On the Periphery

Things change. Life throws us curves and changeups. It's good to have a place to vent.

Tuesday, July 24, 2007

My writing students were appalled when I was grossly overcharged for some auto work. We got off track in class, and started trading stories about fixing cars (many of them are mechanics--it's a tech college), and they demanded I write the story about the time I "tucked in" my first car.

It was a very cold day in central Illinois, and my 1968 VW bug was chugging as I went to work. There, thinking to hold in whatever engine heat I could, I wrapped a big pink felt blanket over the engine and went in, confident my engine at least wouldn't freeze.

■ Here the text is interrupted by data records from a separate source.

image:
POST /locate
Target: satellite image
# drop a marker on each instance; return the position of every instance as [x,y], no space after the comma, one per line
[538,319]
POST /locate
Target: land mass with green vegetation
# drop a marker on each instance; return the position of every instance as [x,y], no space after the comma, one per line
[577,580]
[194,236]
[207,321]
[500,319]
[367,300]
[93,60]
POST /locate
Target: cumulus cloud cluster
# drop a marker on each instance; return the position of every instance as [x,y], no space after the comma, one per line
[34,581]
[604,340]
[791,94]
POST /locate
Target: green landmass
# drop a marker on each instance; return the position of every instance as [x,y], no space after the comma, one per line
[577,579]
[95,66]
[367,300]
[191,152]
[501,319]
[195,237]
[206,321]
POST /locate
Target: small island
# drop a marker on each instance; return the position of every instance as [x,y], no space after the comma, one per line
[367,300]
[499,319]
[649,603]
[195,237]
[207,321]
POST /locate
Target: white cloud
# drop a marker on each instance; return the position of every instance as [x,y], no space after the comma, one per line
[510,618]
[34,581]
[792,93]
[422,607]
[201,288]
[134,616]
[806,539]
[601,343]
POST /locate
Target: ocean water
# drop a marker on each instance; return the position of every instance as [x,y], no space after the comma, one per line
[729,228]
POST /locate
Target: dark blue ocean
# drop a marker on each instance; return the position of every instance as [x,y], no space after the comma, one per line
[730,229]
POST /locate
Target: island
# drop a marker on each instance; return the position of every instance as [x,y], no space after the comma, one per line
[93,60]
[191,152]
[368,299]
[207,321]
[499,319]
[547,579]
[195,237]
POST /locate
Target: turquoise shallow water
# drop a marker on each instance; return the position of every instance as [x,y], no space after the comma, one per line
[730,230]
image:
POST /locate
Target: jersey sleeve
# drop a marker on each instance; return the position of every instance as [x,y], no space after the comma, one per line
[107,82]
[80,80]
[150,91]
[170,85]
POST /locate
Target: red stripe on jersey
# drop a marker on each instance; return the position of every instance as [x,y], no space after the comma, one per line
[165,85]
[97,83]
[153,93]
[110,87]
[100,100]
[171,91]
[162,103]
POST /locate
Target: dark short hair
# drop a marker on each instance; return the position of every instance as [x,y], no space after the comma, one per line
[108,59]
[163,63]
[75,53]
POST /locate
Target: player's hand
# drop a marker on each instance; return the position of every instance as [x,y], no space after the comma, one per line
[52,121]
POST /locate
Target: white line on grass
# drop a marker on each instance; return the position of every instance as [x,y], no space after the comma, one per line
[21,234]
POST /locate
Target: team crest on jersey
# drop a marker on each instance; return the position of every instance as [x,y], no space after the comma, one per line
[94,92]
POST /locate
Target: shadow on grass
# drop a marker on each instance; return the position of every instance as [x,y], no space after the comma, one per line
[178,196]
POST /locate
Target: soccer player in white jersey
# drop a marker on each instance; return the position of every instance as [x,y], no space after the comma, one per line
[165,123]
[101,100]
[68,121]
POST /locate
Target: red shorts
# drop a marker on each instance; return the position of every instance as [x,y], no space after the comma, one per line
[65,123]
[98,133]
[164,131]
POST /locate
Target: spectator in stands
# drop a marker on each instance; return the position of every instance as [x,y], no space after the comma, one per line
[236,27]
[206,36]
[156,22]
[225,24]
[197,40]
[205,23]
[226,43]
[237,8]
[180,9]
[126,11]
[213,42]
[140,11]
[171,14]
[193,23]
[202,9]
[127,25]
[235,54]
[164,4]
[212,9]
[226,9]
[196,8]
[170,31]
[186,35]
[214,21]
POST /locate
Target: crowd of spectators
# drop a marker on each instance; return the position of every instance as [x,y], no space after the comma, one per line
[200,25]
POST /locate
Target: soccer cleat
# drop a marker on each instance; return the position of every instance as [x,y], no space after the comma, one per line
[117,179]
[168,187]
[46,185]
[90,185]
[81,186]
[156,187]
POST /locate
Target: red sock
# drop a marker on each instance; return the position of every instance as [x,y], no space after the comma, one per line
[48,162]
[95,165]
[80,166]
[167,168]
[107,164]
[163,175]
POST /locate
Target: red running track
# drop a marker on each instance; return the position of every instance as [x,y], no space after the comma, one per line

After work, I was supposed to be presiding over a local junior high school drama club, so I jumped in the car without thinking, started the engine, and began backing up. The car stopped dead.

I ran to see what was wrong and was greeted by the sight of my pink blanket, which had been sucked into the mechanism, woven throughout the engine. Thinking quickly (or really not thinking, as I was in shock--I had wrecked my engine!) I ran into my office and borrowed some tools from the custodian. I then proceeded to pull parts of the engine off, piece by piece, as I yanked out whatever blanket I could, snipping off bits at a time, working my way through the engine. I removed belts and pullies and whatever else looked like it could be easily dislodged. After I got the (now shredded) blanket completely out, I put everything back the way it was. (I had laid it all out on a towel in the snow in the order in which I had removed it.) I returned the tools, turned on my engine, and got to Drama Club just as the kids were giving up and leaving.

I ran the car for another two years after that--without any further engine work needing to be done. Needless to say, I never tucked in my engine again.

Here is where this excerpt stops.